Source: https://agsi.gie.eu/data-visualisation/filling-levels/EU
Presently, Europe’s gas storage picture shows significant regional variation. Western and Southern European countries such as Spain, France, Italy, and Germany have storage at high levels, reflecting strong summer injections and stable LNG inflows. Central European states including Poland and Austria are at moderate to good levels, indicating steady progress toward winter readiness. In contrast, Northern Europe, particularly Sweden, shows relatively low reserves, while some Eastern European countries remain at very low levels, signaling vulnerability ahead of the heating season. Overall, Europe as a whole sits at an average-to-strong storage position, but regional disparities highlight areas of potential supply risk if winter demand spikes.
Source: https://agsi.gie.eu/data-visualisation/filling-levels-country/map
Conclusion
Over the past week, natural gas markets have shown mixed regional dynamics. In Europe, Dutch TTF benchmark prices declined toward €32.5/MWh ($10.5/MMBtu), reflecting easing demand due to mild weather, strong LNG inflows, and continued storage injections.

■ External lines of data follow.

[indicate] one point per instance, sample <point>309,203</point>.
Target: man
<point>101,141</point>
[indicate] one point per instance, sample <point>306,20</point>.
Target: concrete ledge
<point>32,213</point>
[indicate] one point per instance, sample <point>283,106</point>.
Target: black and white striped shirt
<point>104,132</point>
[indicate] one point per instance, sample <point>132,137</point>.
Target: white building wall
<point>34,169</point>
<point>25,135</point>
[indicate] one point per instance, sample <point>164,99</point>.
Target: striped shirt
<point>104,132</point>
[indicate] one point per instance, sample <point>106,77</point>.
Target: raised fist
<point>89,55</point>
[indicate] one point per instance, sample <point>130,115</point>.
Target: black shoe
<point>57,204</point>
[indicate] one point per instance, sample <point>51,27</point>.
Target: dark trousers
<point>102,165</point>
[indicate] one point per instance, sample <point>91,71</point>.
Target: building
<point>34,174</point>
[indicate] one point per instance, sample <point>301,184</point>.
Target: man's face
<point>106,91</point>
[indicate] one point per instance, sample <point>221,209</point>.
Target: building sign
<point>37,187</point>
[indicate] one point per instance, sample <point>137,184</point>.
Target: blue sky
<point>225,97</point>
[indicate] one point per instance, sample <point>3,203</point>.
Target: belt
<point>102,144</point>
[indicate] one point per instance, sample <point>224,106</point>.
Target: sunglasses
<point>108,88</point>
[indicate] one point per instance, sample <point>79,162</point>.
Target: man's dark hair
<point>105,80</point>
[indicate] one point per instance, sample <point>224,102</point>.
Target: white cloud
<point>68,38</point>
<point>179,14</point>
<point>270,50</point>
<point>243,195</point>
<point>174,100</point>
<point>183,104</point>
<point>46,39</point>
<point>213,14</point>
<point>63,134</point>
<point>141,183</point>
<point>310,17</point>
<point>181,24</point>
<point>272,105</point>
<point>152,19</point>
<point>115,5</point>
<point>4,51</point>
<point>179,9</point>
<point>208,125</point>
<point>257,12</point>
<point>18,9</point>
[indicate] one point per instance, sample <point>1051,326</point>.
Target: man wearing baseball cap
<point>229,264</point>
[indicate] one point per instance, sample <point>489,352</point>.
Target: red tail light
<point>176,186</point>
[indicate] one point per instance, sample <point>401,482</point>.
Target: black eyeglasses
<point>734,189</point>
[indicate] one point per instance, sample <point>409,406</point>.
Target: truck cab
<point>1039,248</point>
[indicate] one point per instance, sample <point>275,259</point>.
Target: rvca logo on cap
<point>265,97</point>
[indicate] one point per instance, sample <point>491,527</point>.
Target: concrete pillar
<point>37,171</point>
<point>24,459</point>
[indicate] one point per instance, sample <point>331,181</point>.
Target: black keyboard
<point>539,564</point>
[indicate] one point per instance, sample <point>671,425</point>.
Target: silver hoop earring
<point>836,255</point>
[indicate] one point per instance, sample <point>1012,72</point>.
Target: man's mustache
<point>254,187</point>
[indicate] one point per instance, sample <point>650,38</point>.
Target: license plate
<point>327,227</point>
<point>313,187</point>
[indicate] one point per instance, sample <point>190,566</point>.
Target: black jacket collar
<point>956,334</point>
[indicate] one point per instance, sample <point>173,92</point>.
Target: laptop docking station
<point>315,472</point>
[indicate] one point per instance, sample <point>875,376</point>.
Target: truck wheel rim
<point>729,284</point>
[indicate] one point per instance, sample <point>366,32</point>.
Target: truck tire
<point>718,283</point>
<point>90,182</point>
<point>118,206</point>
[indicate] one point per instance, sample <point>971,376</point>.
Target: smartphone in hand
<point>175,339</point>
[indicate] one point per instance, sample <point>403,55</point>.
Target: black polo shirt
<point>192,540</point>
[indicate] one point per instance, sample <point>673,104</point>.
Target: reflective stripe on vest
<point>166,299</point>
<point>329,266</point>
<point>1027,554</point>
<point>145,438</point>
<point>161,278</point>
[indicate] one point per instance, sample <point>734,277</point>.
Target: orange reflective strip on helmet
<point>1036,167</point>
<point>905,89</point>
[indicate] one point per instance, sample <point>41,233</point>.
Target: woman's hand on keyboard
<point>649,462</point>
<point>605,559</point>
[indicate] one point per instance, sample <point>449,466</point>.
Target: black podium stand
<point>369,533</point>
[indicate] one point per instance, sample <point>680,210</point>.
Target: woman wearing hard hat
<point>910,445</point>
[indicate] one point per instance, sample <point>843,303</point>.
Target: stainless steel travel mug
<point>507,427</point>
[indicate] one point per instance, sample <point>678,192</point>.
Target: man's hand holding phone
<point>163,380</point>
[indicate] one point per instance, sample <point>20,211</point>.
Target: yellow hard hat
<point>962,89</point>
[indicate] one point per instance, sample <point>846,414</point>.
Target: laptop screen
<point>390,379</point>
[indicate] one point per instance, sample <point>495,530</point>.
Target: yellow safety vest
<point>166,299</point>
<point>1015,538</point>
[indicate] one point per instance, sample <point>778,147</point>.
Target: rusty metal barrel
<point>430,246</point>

The downward pressure suggests that supply confidence is currently outweighing short-term demand concerns. Meanwhile, in the U.S., Henry Hub prices rebounded to around $2.88/MMBtu after dipping below $2.64 earlier in the week. This recovery was driven by steady LNG export demand, slightly tighter-than-expected storage builds, and production levels stabilizing after recent highs. The contrast highlights how U.S. prices remain influenced by both domestic fundamentals and international LNG market conditions.
Looking forward, the forecast points to limited upside in the near term. Cooler-than-normal weather across much of the U.S. is set to reduce power sector demand for gas in the coming days, likely keeping Henry Hub capped below $3.00/MMBtu in early September. However, firm LNG export flows near record levels and Europe’s continued import needs will provide a price floor, preventing a steep decline. In Europe, prices may soften further if injections continue strongly and weather remains moderate, but any unexpected heatwaves or supply disruptions could quickly reverse the trend. Overall, U.S. natural gas is expected to trade in the $2.70–$3.00/MMBtu range in the short term, with modest bullish potential if LNG demand strengthens.